We can find some easy application here. First of all, let your fear of God be greater than your fear of man. That will drive many changes in your actions, won’t it? Did you vote because you feared what your neighbor would do? Or what a “foreigner” might do? Or did you vote because of your belief in God-honoring right and wrong?
What about work? Do you work like your boss depends on you or like you are a servant of God? As you plan your future, who do you seek to serve most? Yourself, or God?

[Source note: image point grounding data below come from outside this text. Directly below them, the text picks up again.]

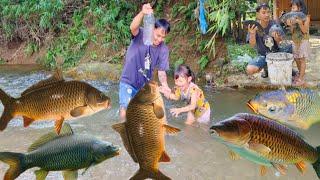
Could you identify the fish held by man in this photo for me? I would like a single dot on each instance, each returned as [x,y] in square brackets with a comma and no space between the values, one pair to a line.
[143,132]
[295,107]
[53,98]
[67,152]
[250,23]
[266,142]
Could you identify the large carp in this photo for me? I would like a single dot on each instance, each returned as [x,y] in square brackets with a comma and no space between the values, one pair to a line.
[66,152]
[53,98]
[143,132]
[266,142]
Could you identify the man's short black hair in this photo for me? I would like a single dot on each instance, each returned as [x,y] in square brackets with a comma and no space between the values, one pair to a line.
[262,6]
[162,23]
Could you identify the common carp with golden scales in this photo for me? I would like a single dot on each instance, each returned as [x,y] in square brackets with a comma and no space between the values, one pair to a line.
[53,98]
[266,142]
[295,107]
[143,132]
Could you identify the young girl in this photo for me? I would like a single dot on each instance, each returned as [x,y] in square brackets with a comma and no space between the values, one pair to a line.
[198,108]
[301,45]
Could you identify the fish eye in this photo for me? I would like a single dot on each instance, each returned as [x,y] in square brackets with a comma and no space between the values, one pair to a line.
[272,109]
[264,104]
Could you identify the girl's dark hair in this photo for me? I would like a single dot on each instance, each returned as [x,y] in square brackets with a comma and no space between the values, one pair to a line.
[185,71]
[164,24]
[300,4]
[262,6]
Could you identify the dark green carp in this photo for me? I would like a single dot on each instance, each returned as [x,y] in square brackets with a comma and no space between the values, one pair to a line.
[66,152]
[266,142]
[53,98]
[295,107]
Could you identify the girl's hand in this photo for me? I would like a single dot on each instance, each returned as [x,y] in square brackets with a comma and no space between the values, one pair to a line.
[175,112]
[289,22]
[277,37]
[299,21]
[252,29]
[147,9]
[166,91]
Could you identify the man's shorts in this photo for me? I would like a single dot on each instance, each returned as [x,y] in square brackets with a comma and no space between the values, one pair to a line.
[259,61]
[126,93]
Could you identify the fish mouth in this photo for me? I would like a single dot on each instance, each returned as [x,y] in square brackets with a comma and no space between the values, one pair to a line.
[252,107]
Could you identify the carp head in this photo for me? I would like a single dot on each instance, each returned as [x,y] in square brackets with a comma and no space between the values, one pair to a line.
[235,130]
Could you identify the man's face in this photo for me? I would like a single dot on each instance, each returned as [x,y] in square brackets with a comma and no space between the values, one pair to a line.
[159,35]
[264,14]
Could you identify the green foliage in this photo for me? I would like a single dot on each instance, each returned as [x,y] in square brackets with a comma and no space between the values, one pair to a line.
[185,16]
[222,15]
[238,55]
[203,61]
[31,48]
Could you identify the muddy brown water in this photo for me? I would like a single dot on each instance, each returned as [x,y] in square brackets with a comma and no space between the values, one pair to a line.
[194,154]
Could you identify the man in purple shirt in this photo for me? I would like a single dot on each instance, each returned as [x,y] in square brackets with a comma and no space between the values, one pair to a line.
[141,60]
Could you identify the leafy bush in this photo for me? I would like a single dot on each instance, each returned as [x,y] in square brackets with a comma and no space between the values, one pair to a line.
[239,55]
[73,24]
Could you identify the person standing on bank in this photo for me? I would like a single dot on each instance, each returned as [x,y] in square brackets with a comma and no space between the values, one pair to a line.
[261,42]
[141,60]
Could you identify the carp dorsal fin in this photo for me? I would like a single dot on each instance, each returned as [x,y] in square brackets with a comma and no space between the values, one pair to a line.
[70,175]
[158,110]
[164,157]
[78,111]
[280,168]
[41,174]
[301,166]
[263,170]
[260,148]
[170,129]
[66,130]
[55,78]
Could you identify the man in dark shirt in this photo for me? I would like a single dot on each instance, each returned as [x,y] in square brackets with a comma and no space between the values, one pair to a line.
[262,43]
[141,60]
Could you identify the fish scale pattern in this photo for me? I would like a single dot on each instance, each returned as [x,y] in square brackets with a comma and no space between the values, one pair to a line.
[146,134]
[53,100]
[65,153]
[307,105]
[286,145]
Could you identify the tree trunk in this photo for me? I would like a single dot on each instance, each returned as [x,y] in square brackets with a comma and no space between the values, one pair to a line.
[262,1]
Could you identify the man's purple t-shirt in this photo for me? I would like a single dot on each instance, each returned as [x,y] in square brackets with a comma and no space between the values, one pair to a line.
[135,61]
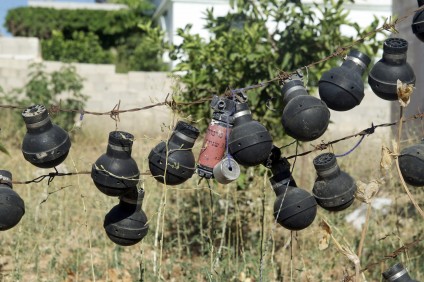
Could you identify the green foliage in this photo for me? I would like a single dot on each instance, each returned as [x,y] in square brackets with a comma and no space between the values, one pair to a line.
[146,54]
[256,41]
[59,88]
[82,48]
[93,36]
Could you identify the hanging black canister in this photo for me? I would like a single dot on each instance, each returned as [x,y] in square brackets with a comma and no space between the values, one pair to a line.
[294,208]
[45,144]
[115,172]
[126,223]
[418,22]
[392,67]
[173,162]
[334,189]
[250,142]
[12,207]
[397,273]
[305,118]
[342,88]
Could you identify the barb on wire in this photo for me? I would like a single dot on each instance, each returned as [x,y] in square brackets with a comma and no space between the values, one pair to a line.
[50,177]
[363,133]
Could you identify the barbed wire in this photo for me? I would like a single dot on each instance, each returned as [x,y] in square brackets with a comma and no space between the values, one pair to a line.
[388,256]
[388,25]
[320,147]
[116,111]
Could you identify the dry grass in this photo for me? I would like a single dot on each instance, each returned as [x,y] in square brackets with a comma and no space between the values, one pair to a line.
[207,235]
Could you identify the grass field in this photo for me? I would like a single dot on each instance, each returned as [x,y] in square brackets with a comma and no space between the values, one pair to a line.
[197,233]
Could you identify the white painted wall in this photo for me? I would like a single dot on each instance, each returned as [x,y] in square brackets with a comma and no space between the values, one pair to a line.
[102,84]
[74,5]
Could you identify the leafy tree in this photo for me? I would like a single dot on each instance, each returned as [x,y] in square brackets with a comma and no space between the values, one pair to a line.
[82,48]
[253,43]
[93,36]
[59,88]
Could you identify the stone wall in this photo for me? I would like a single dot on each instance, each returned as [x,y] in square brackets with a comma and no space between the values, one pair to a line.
[106,88]
[102,84]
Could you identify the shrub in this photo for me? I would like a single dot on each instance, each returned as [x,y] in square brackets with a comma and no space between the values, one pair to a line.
[83,48]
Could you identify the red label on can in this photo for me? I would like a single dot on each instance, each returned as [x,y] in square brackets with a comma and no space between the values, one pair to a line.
[213,148]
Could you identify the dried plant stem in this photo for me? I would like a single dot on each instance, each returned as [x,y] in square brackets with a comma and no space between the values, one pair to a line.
[224,225]
[404,185]
[364,229]
[156,242]
[211,228]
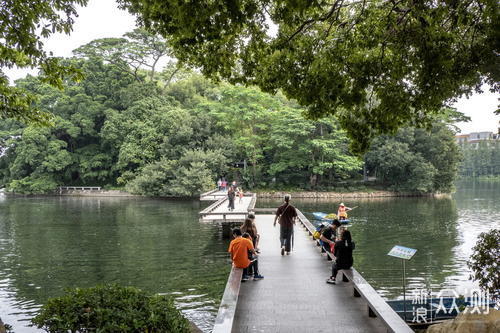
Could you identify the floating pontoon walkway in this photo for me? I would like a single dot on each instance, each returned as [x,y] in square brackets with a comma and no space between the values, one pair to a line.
[293,296]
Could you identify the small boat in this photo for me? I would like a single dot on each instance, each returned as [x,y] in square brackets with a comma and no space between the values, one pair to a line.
[322,217]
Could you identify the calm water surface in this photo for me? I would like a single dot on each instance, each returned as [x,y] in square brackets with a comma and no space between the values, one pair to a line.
[51,243]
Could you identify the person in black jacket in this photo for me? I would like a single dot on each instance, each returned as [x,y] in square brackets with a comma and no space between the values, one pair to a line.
[343,255]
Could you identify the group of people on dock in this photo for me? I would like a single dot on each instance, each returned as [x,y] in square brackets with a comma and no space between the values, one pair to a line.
[244,249]
[335,239]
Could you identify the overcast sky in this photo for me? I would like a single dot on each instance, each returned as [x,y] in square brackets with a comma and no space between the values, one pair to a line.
[102,18]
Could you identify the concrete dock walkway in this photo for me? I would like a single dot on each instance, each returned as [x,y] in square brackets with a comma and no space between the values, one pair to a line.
[293,296]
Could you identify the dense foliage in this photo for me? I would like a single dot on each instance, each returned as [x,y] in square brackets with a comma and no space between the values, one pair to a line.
[416,160]
[23,26]
[377,65]
[110,309]
[174,132]
[485,260]
[481,159]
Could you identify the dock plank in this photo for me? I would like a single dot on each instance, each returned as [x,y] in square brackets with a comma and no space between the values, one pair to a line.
[293,296]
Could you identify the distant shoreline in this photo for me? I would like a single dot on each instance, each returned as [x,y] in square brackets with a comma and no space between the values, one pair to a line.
[260,194]
[354,194]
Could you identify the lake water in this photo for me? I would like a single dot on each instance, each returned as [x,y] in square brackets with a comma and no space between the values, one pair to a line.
[51,243]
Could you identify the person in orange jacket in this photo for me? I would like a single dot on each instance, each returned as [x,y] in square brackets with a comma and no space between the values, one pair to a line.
[342,211]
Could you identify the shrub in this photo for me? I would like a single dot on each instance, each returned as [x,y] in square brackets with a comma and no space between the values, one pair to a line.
[110,308]
[485,260]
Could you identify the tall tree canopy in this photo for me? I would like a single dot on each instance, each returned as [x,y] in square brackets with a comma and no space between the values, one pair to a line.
[23,24]
[376,64]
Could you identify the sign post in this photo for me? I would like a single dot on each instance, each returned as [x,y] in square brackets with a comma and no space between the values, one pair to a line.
[404,253]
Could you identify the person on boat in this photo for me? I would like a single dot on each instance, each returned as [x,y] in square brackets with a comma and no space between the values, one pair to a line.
[239,193]
[343,254]
[239,249]
[286,215]
[329,234]
[342,211]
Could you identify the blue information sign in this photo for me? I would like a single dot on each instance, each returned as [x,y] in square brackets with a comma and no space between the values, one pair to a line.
[402,252]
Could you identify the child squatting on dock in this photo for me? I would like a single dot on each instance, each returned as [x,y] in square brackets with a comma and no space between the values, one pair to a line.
[240,248]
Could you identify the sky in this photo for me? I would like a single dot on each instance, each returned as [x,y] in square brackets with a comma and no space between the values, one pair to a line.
[102,18]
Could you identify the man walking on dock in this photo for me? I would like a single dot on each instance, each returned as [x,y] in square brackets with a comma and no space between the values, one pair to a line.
[286,215]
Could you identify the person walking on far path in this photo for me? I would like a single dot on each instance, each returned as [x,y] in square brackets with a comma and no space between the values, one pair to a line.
[286,215]
[231,194]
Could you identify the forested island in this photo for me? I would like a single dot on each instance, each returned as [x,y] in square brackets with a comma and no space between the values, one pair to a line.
[172,132]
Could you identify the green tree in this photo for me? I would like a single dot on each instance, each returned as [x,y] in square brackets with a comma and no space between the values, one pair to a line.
[23,25]
[110,308]
[377,65]
[138,50]
[484,261]
[312,150]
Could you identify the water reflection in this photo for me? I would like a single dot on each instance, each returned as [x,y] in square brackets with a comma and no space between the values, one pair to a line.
[48,244]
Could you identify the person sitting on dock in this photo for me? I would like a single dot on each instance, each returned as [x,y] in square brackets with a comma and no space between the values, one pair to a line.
[342,211]
[329,234]
[250,228]
[343,254]
[251,216]
[239,249]
[286,214]
[231,194]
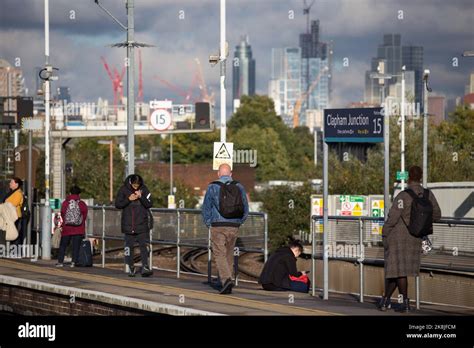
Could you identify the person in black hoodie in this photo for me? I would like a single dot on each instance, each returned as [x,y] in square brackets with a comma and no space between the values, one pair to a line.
[280,266]
[134,199]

A second application is unfortunate: be wary of people who make promises under stress. Like the spies did to Rahab, they may attach an escape clause to their word. That does not line up with Jesus’ commands to us (Matthew 5:37). So, believers in Jesus should not do such a thing. But be aware of others, and keep in mind that not all “stress” is immediate death. If he “promises” he’ll go to church after you marry him…if someone “promises” they’ll change if you only do this, realize that the stress is promising. Not the person’s character.
1. Innkeeper/harlot: that’s a big discussion for history. It should be noted that Rahab is someone pushed to the margins of her society. She lives in the wall, for cryin’ out loud. The king wants to use her, apparently men in town use her, and even the spies use her. But if you trace her heritage, she becomes a part of the people of God. God uses those that society pushes aside.
2. The lying. That’s a problem, for Jesus is the truth, right? What do we do with this? I think it was Kissinger or Nixon who observed that a “lie is an abomination to the Lord, and a very present help in time of trouble.” We are to be people of the truth, but what about in dealing with life and death? God uses Rahab’s lie. That does not mean we should actively deceive, but can the affairs of nations take place completely openly?
3. Sending the spies. Joshua said in Joshua 1:11 that the people would go in 3 days….then he sends the spies and that takes 3 days. Plus, things didn’t go so well the last time Israel spied out the land. (See Numbers 13 and here). Does he delay? Or does the narrative retelling deal with overlapping time? Either way, it was risky but, in the long run, it worked out this time.